Journal of Japan Society of Fluid Mechanics Volume 23, Issue 5

Solid Particle Distribution of Particle-Laden Turbulent Flows

Large Eddy Simulation of downward fully developed particle-laden turbulent channel flows were performed with considering inter-particle collisions and fluid sub-grid scale components at Reynolds number 180 and 644 respectively. The effects of Stokes numbers, turbulence sub-grid scale components and inter-particle collisions on the distributions of solid particles were discussed. It was verified that, regardless of the Reynolds number of fluid flows, the maximum departure from randomness is when the ratio of the particle's aerodynamic response time to the Kolmogorov time scale of flow was approximately one. In addition, the simulation results showed that the degrees of particle preferential concentration are selectively associated with the sub-grid scale components of fluid turbulence because preferred particles were affected by preferred scale of the eddy structure around.

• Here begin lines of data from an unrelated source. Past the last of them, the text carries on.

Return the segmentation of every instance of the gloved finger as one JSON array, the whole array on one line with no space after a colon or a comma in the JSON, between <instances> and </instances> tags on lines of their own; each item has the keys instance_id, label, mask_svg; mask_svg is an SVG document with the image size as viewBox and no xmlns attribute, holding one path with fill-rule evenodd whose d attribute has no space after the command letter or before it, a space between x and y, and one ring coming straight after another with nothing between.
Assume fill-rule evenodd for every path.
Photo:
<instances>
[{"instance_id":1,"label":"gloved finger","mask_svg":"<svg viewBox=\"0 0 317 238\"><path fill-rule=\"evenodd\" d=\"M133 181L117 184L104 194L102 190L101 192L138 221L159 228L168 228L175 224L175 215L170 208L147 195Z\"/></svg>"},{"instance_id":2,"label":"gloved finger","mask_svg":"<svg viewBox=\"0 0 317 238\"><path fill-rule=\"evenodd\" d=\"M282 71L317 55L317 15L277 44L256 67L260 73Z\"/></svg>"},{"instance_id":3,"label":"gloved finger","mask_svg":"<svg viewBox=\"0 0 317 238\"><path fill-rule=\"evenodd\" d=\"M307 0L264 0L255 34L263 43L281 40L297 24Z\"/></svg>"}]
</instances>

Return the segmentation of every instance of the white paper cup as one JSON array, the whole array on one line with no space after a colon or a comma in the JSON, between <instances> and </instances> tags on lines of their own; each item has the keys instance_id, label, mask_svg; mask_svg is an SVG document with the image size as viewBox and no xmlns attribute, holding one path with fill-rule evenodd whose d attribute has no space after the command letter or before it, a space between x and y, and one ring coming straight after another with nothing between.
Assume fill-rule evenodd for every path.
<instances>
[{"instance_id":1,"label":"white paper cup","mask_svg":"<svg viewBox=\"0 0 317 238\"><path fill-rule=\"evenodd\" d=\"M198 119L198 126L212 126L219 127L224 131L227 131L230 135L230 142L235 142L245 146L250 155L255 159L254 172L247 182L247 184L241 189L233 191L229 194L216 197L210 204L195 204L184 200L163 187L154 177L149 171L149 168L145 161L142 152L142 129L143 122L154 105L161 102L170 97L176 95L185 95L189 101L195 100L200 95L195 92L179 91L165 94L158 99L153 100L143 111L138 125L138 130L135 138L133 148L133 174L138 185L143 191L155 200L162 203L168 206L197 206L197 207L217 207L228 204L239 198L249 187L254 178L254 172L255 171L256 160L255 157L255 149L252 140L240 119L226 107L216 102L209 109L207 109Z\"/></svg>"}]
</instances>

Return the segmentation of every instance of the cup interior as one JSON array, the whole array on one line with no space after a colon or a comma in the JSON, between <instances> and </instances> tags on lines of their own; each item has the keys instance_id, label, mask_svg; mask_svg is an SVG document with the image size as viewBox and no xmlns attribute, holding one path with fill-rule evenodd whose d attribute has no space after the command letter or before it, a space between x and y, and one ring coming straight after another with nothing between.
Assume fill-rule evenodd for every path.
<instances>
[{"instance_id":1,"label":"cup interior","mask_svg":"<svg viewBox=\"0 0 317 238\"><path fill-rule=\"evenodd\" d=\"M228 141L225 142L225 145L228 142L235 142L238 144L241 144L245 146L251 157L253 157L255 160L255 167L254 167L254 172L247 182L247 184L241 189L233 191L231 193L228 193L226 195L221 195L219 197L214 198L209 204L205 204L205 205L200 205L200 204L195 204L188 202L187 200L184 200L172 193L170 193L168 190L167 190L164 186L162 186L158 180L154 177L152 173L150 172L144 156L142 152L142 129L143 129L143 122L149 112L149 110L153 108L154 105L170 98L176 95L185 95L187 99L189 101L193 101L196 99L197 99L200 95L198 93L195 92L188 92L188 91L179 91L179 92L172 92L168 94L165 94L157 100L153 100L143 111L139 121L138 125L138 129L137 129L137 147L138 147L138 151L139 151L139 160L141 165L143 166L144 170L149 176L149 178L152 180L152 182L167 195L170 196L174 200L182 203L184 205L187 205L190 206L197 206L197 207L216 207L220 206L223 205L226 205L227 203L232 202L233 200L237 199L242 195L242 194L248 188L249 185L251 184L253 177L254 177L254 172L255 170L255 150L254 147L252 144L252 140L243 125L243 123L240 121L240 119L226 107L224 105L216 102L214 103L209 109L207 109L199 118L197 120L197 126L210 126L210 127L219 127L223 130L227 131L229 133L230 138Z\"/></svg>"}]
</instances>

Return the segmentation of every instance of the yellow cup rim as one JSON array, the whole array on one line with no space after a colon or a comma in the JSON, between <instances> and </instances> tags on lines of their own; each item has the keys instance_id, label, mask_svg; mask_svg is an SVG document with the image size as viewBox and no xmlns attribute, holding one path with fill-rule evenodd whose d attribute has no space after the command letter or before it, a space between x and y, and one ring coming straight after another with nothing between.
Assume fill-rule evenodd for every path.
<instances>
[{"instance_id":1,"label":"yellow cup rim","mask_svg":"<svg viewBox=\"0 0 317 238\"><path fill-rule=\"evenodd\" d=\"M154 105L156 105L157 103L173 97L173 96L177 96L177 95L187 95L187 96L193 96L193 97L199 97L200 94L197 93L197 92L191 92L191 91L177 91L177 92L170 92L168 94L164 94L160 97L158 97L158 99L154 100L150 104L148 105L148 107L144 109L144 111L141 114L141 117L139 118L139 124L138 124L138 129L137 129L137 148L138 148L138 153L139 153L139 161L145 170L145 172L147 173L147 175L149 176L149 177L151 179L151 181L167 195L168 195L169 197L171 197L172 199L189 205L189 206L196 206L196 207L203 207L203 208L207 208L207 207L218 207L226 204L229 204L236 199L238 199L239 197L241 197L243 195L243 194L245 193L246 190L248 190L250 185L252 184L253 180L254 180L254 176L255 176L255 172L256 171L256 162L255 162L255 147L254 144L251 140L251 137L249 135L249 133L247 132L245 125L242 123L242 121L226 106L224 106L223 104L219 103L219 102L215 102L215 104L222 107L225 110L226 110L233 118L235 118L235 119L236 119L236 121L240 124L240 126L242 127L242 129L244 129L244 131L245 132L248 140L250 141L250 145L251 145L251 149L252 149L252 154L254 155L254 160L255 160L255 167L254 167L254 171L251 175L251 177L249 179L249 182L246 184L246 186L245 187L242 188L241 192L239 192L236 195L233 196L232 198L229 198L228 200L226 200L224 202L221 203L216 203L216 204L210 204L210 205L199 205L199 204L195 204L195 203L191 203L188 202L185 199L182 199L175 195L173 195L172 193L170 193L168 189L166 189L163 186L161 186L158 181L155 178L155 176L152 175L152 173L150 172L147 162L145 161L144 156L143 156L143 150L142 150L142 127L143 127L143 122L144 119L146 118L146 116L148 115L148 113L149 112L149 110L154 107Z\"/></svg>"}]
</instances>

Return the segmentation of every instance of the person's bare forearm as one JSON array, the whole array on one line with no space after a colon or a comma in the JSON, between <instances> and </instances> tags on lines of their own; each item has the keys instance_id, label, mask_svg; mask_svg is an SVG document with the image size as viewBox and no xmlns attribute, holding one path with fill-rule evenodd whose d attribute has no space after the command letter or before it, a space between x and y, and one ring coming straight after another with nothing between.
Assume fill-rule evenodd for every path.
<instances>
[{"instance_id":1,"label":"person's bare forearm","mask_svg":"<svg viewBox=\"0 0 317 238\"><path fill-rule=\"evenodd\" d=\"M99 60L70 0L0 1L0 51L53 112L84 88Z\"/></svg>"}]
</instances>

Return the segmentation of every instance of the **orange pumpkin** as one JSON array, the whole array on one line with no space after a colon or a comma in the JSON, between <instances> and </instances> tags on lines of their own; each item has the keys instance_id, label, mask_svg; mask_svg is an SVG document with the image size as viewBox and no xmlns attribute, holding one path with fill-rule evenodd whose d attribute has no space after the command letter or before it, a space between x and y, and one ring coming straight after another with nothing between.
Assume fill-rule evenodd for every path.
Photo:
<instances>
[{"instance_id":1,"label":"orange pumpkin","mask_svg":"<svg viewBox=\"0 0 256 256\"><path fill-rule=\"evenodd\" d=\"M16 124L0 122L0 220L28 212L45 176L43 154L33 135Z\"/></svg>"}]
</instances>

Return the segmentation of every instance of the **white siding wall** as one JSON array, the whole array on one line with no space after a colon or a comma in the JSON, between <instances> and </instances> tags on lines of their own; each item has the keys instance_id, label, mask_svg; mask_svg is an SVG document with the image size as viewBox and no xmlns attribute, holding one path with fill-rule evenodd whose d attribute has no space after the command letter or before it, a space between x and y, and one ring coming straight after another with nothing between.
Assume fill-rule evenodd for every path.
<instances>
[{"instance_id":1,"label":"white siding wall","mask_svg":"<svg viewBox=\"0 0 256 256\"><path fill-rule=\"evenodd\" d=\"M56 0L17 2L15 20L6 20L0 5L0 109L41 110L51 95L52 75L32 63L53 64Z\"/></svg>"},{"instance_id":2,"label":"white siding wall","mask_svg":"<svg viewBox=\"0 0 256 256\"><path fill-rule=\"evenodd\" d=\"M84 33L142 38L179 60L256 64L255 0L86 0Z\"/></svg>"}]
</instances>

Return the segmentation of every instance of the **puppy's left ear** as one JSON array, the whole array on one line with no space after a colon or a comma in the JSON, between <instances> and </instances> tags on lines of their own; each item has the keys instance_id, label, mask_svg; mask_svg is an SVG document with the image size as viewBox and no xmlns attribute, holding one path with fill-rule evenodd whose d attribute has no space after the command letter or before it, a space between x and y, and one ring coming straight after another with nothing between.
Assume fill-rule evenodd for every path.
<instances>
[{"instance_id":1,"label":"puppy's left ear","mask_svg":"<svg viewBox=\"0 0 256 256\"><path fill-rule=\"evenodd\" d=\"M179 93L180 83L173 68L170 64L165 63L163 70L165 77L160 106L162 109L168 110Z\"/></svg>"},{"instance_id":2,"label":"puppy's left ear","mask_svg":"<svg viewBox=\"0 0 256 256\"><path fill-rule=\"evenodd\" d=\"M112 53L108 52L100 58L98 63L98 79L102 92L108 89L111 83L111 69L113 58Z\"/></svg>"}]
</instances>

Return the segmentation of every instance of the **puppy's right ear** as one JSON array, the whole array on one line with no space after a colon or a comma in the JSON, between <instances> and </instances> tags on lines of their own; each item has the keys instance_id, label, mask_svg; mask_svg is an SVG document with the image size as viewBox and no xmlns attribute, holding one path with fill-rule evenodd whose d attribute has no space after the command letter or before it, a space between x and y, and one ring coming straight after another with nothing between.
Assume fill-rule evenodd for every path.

Evaluation of Momentum Transportation through Gas-Liquid Interface by C-CUP Method

In order to evaluate of physical quantities transformed through Atmosphere-Ocean interface, we performed two-phase flow simulations by means of C-CUP (CIP-Combined Unified Procedure) method for deformable free-surface flow with high wind shear. According to analysis of turbulent statistics, it was suggested that vertical velocity fluctuation became large near air-liquid free-surface, and mechanism for transportation of turbulent energy at the gas-phase into the liquid-phase by Reynolds stress produced by the fluctuating free-surface corresponded well with results of wind-wave tank experiments. Moreover, it was suggested that the evaluated values for both frictional stress and root-mean-square of free-surface fluctuation under corresponding mean wind velocity were in good agreement with results from previous experiments. Therefore, in this study, it was shown that numerical simulation with C-CUP method might represent realistic momentum transportation processes in air-liquid systems.

Numerical Calculations for Hovering Performance of a Rotor in Partial Ground Effect

Modern day helicopters are frequently required to operate in various flight situations. It is a case in point that a helicopter hovers closely and partially above a heliport which is on top of a high-rise building and the helicopter rotor is subject to Partial Ground Effect. In such flight situations, it is important to grasp effects of the complex ground geometry on rotor aerodynamic performance quantitatively. In this paper, the horizontal distance from rotor hub center to ground edge and the rotor height are adopted as parameters of Partial Ground Effect and based on the vortex method, we predict numerically the effect of such parameters on collective pitch angle, induced torque and coning angle of a hovering rotor in Partial Ground Effect. After discussing validity of the numerical method by comparing numerical results with experimental data, it is also clarified by showing flowfields around the rotor that due to the rotor wake contraction, there is a specific horizontal distance range where the rotor performance are not consistent with the geometric flight environment between rotor plane and boundary plane.